Nos jansénistes de Paris, et, surtout, nos jansénistes convulsionnaires, ne pensent point ainsi. Les bonnes gens ont cru que l’on attaquait saint Médard et M. saint Pâris. Il y a eu même de vos graves confrères, conseillers au parlement de Paris, qui ont représenté à leur chambre que cette pièce était toute propre à faire des Jacques Clément et des Ravaillac. Ne trouvez-vous pas que ce sont là de bonnes têtes ? Ils croient sans doute qu’Harpagon fait des avares, et enseigne à prêter sur gages. Il y a une chose qui me fait de la peine, mon cher ami, et je vous la dirai : c’est que le gros de notre nation n’a point d’esprit. Le petit nombre d’illustres précepteurs que les Français ont eus dans le siècle passé n’a pu encore rendre la raison universelle. Corneille, Racine, Molière, La Bruyère, Bossuet, Fénelon, etc., etc., ont eu beau faire, le petit, le léger, sont le caractère dominant. Cependant il y a toujours le petit nombre des élus, à la tête desquels je vous place.

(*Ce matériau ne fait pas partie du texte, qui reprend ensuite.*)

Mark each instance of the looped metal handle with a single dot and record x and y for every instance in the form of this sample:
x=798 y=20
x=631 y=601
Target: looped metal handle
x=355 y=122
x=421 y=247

Ceux-là conduisent à la longue le troupeau : Dux regit agmen ; mais ce n’est qu’à la longue, et il faut des années avant que les gens d’esprit ait repétri les sots.
Le Tartufe essuya autrefois de plus violentes contradictions ; il fut enfin vengé des hypocrites. J’espère l’être des fanatiques : car enfin Mahomet est Tartufe-le-Grand.
Nous en raisonnerons à Paris, c’est là ma plus chère espérance : car vous y viendrez à ce Paris, et moi j’y serai dans deux ou trois mois.
10 Septembre 1742.
Tout ce griffonnage, mon cher ami, avait été écrit il y a huit jours. J’ai été voir le roi de Prusse avant de finir ma lettre. J’ai courageusement résisté aux belles propositions qu’il m’a faites. Il m’offre une belle maison à Berlin, et une jolie terre ; mais je préfère mon second étage dans la maison de madame du Châtelet (1). Il m’assure de sa faveur et de la conservation de ma liberté, et je cours à Paris à mon esclavage et à la persécution. Je me crois un petit Athénien qui refuse les bontés du roi de Perse. Il y a pourtant une petite différence ; on était libre à Athènes, et je suis sûr qu’il y avait beaucoup de Cidevilles ; sans cela, comment aurait-on pu aimer sa patrie ? C’est beaucoup qu’il y en ait un en France, et que je puisse me flatter d’avoir bientôt la consolation de l’embrasser.
Madame du Châtelet fait toujours ici sa malheureuse guerre de chicane et on craint à tout moment d’en voir une véritable et universelle. Quel acharnement ! ne faudra-t-il pas faire la paix après la guerre ? Eh ! morbleu, que ne fait-on la paix tout d’un coup ?
Adieu ; madame du Châtelet vous fait ses compliments ; je vous regrette, je vous regrette… je vous aime, je voudrais passer avec vous ma vie.
1 – L’hôtel Lambert, que Voltaire avait habité avec la marquise pendant l’été de 1742. (G.A.)